With that weight function, the (Braun) tree for powerset [1..5] shown above has total weight 509. The following tree has cost 409 and that seems to be optimal

(The first number in each node is the size of the subtree)

(32,[2])
+- (17,[1,3])
|  +- (10,[1,2,3])
|  |  +- (3,[1])
|  |  |  +- (1,[])
|  |  |  `- (1,[1,2])
|  |  `- (6,[1,2,4])
|  |     +- (3,[1,2,3,4,5])
|  |     |  +- (1,[1,2,3,4])
|  |     |  `- (1,[1,2,3,5])
|  |     `- (2,[1,2,5])
|  |        `- (1,[1,2,4,5])
|  `- (6,[1,4])
|     +- (3,[1,3,4,5])
|     |  +- (1,[1,3,4])
|     |  `- (1,[1,3,5])
|     `- (2,[1,5])
|        `- (1,[1,4,5])
`- (14,[3])
   +- (7,[2,4])
   |  +- (4,[2,3,4])
   |  |  +- (1,[2,3])
   |  |  `- (2,[2,3,5])
   |  |     `- (1,[2,3,4,5])
   |  `- (2,[2,5])
   |     `- (1,[2,4,5])
   `- (6,[4])
      +- (3,[3,4,5])
      |  +- (1,[3,4])
      |  `- (1,[3,5])
      `- (2,[5])

(more trees to look at: https://gitlab.imn.htwk-leipzig.de/waldmann/fdaln/-/blob/master/opt)

well this is an academic exercise ... because: for the full tree, each membership query will return True, and inserts are useless, and as the tree becomes less full (by deletions), the nice structure will probably be destroyed by rotations.

If we absolutely want, we could store the weight (expected cost of comparison) in each node, and use ratios of total weight (instead of total size) to guide balancing. But - if we have a search tree where comparisons have noticeable cost, then we're doing something quite questionable already.

possibly related: S.V.Nagaraj: Optimal binary search trees TCS 188 (1) 1997
https://doi.org/10.1016/S0304-3975(96)00320-9

@treeowl:
I understand your idea at a high-level, but I'm not able to follow the code you posted above.

Is enddir supposed to give the comparison of adjacent sets in the flattened list of sets? This doesn't seem to be so because it says [1,3] is smaller than [1,2]. And even if we had that, I don't understand how it helps in merging.
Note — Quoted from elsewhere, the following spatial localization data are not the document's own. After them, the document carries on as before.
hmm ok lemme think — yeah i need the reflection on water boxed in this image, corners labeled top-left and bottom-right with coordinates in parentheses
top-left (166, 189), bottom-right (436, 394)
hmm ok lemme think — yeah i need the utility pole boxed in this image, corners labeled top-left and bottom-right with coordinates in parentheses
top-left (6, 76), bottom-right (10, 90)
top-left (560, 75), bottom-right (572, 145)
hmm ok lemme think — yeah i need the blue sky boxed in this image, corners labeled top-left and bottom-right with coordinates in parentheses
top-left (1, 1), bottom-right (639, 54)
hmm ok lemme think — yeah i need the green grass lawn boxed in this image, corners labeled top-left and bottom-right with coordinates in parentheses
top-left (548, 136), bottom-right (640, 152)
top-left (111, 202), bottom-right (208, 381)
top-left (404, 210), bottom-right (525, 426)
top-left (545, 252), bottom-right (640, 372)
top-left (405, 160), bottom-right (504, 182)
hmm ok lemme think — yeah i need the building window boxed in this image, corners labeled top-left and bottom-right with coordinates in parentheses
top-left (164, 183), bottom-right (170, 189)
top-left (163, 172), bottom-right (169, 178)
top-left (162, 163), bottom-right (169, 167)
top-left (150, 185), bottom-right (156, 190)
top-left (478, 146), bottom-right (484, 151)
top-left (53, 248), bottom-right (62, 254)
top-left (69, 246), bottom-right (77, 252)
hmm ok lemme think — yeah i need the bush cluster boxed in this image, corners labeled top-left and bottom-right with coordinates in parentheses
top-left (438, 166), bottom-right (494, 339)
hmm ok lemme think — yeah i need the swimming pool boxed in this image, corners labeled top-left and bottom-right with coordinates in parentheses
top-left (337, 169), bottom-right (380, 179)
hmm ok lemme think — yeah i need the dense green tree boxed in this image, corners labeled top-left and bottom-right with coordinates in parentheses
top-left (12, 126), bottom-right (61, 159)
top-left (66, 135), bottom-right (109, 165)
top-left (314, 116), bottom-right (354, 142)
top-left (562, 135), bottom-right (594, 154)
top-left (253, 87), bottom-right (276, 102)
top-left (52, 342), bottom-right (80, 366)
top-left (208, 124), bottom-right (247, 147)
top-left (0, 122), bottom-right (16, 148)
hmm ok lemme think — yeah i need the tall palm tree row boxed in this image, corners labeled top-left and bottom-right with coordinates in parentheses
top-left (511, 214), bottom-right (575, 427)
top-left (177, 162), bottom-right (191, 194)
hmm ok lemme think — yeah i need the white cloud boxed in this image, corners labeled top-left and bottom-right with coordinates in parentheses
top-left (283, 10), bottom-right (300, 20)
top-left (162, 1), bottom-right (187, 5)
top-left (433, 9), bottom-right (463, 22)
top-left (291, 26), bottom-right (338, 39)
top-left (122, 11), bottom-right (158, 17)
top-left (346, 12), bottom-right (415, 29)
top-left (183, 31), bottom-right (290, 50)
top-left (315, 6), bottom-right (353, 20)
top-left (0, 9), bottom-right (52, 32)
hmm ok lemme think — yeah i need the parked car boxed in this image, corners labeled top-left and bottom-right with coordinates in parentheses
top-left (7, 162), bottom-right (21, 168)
I also don't understand the output of zoop. zoop 5 = [[[1],[2],[3],[4],[5]],[[2,3,4,5],[3,4,5],[4,5],[5]],[[3,4,5,4,5,5],[4,5,5],[5]],[[4,5,5,5],[5]],[[5]]]. What does this mean?
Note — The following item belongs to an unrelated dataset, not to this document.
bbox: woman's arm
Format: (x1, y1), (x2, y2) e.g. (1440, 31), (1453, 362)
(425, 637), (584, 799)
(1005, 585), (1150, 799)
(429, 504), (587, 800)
I played a bit with my solution and tried to optimize it. Your suggestions were helpful, especially about avoiding thunks in sets.
Here's what I got it down to: link, and I'm curious if it can be optimized further.

And although the decrease is nice and it has been fun to mess with, the code is waaay too complicated for little benefit, and I don't think it would be a good idea to replace the current code with this.

@meooow25 The poorly named enddir indicates whether the size of each subset is one greater or one less than the size of the last one. So we'd see Bigger going from [1] to [1,2] and Smaller going from [1,2,3] to [1,3].

zoop 7 !! 3 !! 2 relates to subsets of size 3 that begin with element number 2 (counting from 0) of an underlying set of size 7. Each element is the number of the first element that could be used as the root given that left subtree. This zoop list is meant to be zipped with the corresponding array of subsets. I don't want to calculate a real example right now, but if you had subsets of [0..20] of size 3 that (counterfactually) looked like

[0,2,9]
[2,5,7]
[3,4,5]

then the corresponding zoop values would be 10, 8, and 6. So for the first subset shown, the possible root positions would be [10] (anything bigger will run out of values for the right subtree). For the second, possible root values would be [8..10], and for the third, possible root values would be [6..10].

Question: is there an easy way to get each zoop value to be something more useful/meaningful than a number? Conceptually, it should be a list of (root, [Set a]) pairs, where each root is paired with all the subsets of the appropriate size that can be its right children.


Note: my intuition keeps suggesting that we should build the power set in reverse, but I don't have proper evidence for that intuition.